Bad Remakes

Most young people today do not realize that much, or most, of what they see in the form of music and movies is in fact remakes of earlier–and better–versions. What happens is that a very good movie comes out and makes a lot of money and is popular. Then a few years later a remake is issued to try to connect to the same audience and extract more money. . .only it turns out that the new movie is nothing than a poorly made remake. But a new generation is unaware that a better version exists, a version that gets dumped into the memory hole and may entirely vanish, becoming unavailable.

Classic example: in 1938 or thereabouts a movie called Beau Geste was issued. It was quite good, starring Ray Milland, Gary Cooper, and Robert Preston. The idea was from a 1924 novel about English volunteers in the French Foreign Legion in Algeria. The key scene was when all the legionnaires die and their bodies are propped up one by one in their remote fort to give the attacking Arabs the impression that they were still alive and defending the fort. When the cavalry finally come to the rescue no one is left alive but the Arabs never took the fort.

Beau Geste was remade 3 more times, each time worse than the previous movie. Finally in the 1970s a movie came out called The Last Remake of Beau Geste, a comedy version. Now, of course, Arabs can no longer be the universally acknowledged civilizational enemy, so we’ll never see another “Beau Geste”, but I’m quite sure the plot has been reemployed in other shows.

The same thing has happened to all the old Tarzan movies. Young people today have no idea that in the 1950s there were a slew of Tarzan movies set in Africa in “Jungle Theater” or “Dark Continent Theater” on Saturday mornings. Olympic swimming gold medalist Johnny Weismuller starred in the most successful and best-made Tarzan movies in the 1930s. These were the core of Jungle Theater. When he got too old to wear a loincloth, he became Jungle Jim. The Tarzan movies were also remade repeatedly until they had their last gasp in the 1980s. By then it was no longer possible to show African blacks in a subservient role to whites, so the entire genre disappeared, including dozens if not hundreds of movies.

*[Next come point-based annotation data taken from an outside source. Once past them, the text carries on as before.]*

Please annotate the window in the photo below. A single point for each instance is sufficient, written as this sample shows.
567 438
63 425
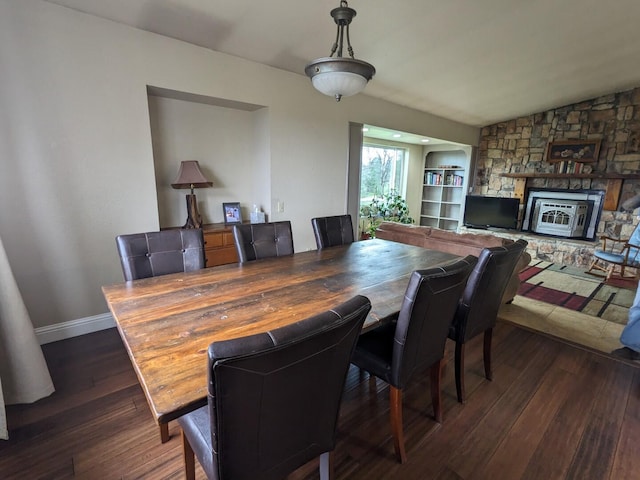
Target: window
382 171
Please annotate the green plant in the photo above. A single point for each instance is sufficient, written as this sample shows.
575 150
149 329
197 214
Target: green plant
388 207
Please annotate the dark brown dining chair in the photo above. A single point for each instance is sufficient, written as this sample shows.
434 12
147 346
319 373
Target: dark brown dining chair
150 254
478 308
263 240
332 231
274 398
397 350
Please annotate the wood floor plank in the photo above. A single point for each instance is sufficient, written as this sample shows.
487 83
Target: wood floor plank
481 443
553 411
596 451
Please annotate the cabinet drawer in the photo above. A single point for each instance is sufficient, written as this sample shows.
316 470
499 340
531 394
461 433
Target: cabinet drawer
219 248
215 239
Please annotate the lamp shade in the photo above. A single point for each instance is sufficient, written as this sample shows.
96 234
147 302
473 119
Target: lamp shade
190 176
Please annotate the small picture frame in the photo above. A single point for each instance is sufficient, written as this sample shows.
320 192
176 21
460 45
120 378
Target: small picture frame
232 213
573 150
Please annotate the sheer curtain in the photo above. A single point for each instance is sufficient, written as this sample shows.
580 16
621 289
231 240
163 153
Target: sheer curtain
24 376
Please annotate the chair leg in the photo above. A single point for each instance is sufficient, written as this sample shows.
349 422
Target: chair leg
459 367
488 334
164 432
189 459
436 397
326 465
395 402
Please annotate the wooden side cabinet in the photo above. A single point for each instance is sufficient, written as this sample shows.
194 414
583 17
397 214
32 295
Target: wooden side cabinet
219 247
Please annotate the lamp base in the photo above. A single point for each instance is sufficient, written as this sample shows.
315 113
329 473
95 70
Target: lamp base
194 220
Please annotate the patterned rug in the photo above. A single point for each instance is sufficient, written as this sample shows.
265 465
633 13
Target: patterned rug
573 288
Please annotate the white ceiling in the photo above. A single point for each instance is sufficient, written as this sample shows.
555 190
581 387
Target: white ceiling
474 61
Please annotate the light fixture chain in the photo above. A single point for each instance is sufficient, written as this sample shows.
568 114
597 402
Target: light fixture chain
349 49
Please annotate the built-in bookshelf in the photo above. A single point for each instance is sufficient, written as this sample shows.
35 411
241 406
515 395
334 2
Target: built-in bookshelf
443 190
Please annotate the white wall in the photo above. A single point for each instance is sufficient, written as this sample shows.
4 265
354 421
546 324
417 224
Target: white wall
76 156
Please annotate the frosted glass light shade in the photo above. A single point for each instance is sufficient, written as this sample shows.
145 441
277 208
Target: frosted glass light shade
339 83
339 77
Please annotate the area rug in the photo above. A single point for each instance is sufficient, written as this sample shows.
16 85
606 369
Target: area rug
573 288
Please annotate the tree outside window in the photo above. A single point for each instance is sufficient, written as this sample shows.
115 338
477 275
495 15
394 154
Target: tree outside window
381 171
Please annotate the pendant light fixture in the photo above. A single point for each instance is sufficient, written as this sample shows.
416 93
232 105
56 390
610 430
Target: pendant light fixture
340 76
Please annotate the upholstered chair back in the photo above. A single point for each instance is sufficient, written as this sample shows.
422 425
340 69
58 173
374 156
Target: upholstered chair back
150 254
274 397
332 231
478 308
263 240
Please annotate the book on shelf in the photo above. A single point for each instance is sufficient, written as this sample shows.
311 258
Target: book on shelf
569 166
437 178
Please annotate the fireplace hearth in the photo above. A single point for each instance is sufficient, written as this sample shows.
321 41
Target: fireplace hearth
563 213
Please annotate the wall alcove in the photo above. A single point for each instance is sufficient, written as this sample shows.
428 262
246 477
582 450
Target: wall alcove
229 140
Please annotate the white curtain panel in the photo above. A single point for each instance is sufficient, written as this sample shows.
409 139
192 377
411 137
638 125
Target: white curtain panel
24 376
4 433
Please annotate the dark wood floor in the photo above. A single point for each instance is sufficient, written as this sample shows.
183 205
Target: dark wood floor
553 411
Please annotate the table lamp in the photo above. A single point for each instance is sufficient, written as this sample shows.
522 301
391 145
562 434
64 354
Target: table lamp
190 176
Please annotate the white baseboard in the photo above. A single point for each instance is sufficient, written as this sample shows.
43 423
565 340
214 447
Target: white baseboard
74 328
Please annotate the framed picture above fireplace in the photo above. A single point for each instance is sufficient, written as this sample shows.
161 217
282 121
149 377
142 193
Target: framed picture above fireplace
573 150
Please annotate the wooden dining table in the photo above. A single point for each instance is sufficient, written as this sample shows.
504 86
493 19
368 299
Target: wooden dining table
167 322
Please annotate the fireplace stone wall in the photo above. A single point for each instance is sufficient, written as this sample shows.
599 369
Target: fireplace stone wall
519 146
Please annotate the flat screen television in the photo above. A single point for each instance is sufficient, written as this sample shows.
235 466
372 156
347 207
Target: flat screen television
491 212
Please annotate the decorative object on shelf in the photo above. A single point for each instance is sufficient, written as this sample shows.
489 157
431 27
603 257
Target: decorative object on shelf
573 151
190 176
389 207
232 213
256 215
339 76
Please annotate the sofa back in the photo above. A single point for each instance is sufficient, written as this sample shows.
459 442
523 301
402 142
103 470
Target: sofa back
460 244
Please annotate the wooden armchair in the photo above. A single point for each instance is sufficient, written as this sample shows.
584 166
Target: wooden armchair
619 254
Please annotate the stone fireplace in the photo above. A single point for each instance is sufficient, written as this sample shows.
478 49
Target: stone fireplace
563 213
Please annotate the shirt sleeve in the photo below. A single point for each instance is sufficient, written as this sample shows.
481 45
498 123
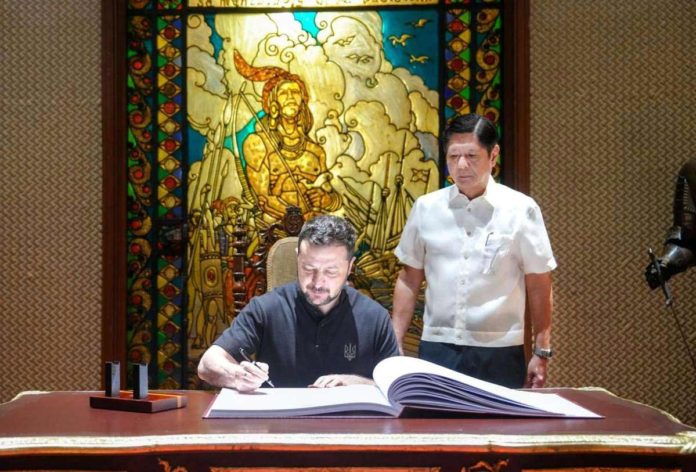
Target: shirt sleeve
245 332
535 246
386 345
411 249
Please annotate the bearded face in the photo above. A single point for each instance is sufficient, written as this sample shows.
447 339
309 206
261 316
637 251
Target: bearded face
289 99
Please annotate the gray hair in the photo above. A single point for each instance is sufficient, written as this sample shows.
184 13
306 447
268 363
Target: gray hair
328 230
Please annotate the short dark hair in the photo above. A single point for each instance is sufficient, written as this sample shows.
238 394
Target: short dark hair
481 127
328 230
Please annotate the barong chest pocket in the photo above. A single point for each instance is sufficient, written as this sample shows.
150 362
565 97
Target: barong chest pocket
497 247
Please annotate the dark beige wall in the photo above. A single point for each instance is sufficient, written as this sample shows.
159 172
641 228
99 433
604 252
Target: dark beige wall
613 116
613 113
50 189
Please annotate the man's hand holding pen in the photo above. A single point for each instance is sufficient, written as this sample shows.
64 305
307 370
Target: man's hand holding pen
252 375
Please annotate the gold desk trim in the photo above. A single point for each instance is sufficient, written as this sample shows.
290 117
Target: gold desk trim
683 443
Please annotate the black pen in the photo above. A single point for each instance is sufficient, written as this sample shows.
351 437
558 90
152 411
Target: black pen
248 359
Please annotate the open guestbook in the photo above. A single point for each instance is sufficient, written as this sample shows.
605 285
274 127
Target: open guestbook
405 386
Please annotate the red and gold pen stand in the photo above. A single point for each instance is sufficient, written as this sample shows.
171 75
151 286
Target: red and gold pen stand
139 400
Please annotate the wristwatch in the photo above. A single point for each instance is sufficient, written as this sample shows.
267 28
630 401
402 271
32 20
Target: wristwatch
544 353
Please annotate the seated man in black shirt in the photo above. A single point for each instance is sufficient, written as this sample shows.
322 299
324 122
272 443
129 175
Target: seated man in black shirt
315 332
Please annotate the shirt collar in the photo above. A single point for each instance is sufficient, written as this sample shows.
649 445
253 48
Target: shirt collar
491 196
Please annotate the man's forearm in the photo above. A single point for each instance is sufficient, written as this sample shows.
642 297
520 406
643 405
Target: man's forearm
540 295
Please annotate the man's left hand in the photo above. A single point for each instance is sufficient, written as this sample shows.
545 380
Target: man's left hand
536 372
338 380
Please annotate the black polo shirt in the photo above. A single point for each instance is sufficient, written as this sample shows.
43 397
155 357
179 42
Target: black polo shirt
300 344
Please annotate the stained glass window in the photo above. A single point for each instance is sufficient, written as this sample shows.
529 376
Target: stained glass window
243 115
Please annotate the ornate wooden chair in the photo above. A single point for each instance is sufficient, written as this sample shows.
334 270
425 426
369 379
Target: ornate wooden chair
281 262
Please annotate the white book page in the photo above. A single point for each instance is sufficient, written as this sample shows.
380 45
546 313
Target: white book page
388 370
298 400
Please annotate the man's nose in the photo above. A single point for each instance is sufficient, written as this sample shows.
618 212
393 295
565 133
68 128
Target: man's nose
317 279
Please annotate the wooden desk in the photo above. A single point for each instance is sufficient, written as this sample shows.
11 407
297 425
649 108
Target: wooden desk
60 430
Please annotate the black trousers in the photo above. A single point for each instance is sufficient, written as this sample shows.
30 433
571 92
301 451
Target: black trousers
501 365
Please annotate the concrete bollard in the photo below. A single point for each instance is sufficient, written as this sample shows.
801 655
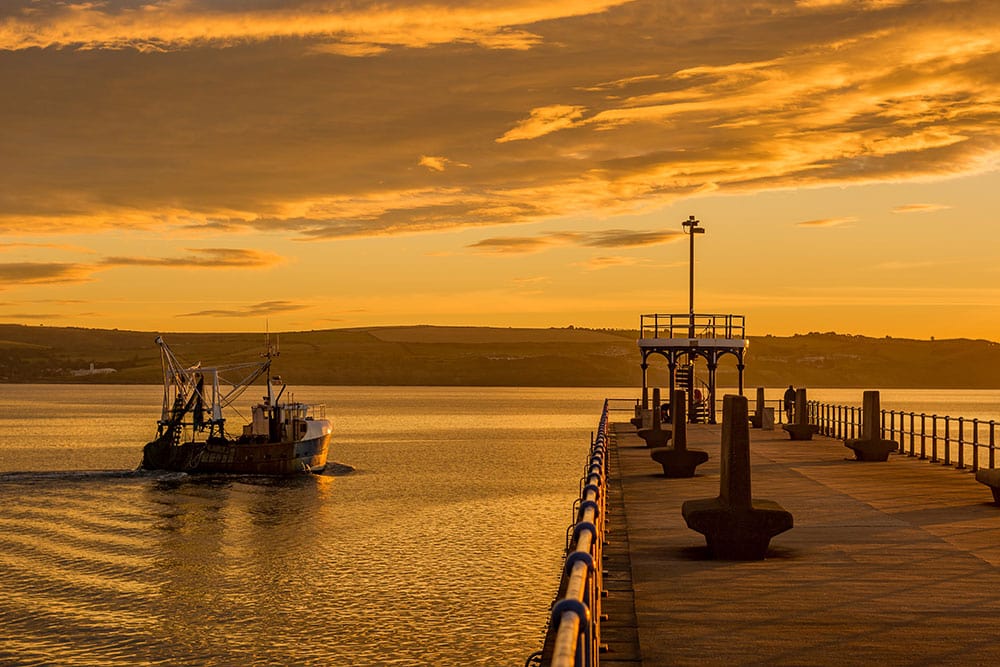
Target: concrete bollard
757 418
655 435
678 461
736 526
801 429
871 446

The Tarzan books also have been tossed in the dustbin of history, including perhaps 24 Tarzan novels by the great Edgar Rice Burroughs. In the 1920s and 1930s, Tarzan books were a staple reading matter for all young American boys. I still have a complete collection including my father’s collection.

ERB also wrote a dozen Martian sci-fi novels, which were simply great, in fact better than his Tarzan novels. None were ever made into movies until John Carter of Mars. Needless to say, the movie completely ruined the story, transforming an original sci-fi tale into a Cultic anti-white propaganda screed. In this case, the “remake” was trash from the beginning.

Young folks don’t realize that much of their favorite music is also merely remakes of popular–and better–tunes that appeared decades ago. Hollywood simply adds a disco beat to the original tune and re-issues the music to an ignorant public. Pure trash.

And books are not immune to this bad treatment. Older and better books are being systematically removed from Amazon and from libraries or even rewritten. Young people remain entirely unaware that the “classic” they are reading has been bowdlerized, i.e., censored. How would they know since Amazon arbitrarily places impossibly high prices on the original versions and they are nowhere else to be found?